Living with HIV/AIDS
As more survive, disease becomes more anonymous
In his first five years as Baltimore city's health commissioner, Peter L. Beilenson attended a funeral a month for activists who died an AIDS-related death.
But in the past 10 years, including the last two-and-a-half as health officer for Howard County, "I don't know anybody personally or through work who's died of AIDS," said Beilenson, who was Baltimore city's health commissioner from 1992 to 2005.
The deadliness of the AIDS epidemic in the United States slowly is fading into history's rearview mirror.

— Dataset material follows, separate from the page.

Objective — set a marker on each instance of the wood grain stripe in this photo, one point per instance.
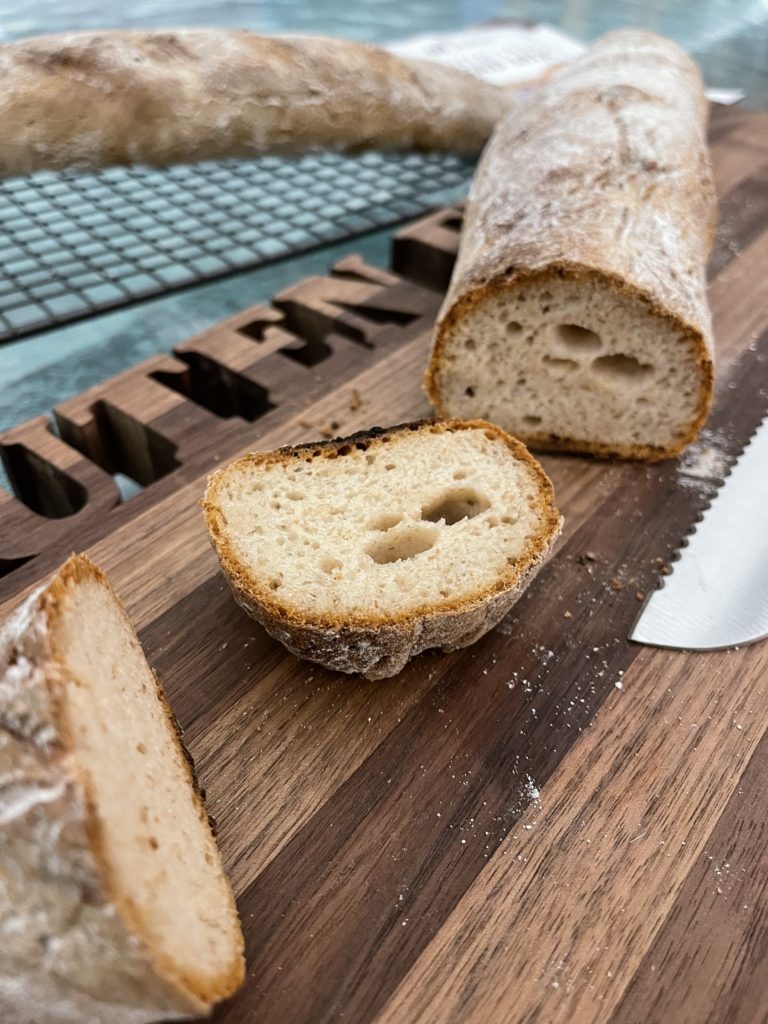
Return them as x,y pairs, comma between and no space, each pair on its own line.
560,920
722,912
742,216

It has been nearly 19 years since basketball superstar Earvin "Magic" Johnson announced he had tested positive for HIV, the virus that causes AIDS, and was retiring from the NBA. Johnson still is alive and well, and emblematic of the strides in AIDS research that have led to many people living with the disease for years, and sometimes decades.
"It's unusual to have someone dying of AIDS these days," Beilenson said. "It's more of a chronic, manageable disease."
But living with the disease is not easy. It is a life that involves a strict daily regimen of drugs and persistent stigmas about people who are HIV positive. It is a disease that still is spreading, especially in Maryland.
In 2007, the Centers for Disease Control and Prevention ranked Maryland's rate of reported new AIDS cases fourth out of 50 states, five dependent areas and the District of Columbia, which ranked first, with 148.1 new cases per 100,000 people.
Twenty years have passed since the death of Ryan White, the namesake of the federal program that provides services as the "payer of last resort" for people living with HIV.
At age 13, White contracted AIDS through a blood treatment for hemophilia. He was ostracized by his Indiana school and community and became an internationally known advocate for the fight against the disease.
HIV-positive advocates such as White are harder to come by today, said J. Channing Wickham, executive director for the Washington AIDS Partnership.
"There was a time when having HIV was a death sentence, and you really had nothing to lose," he said.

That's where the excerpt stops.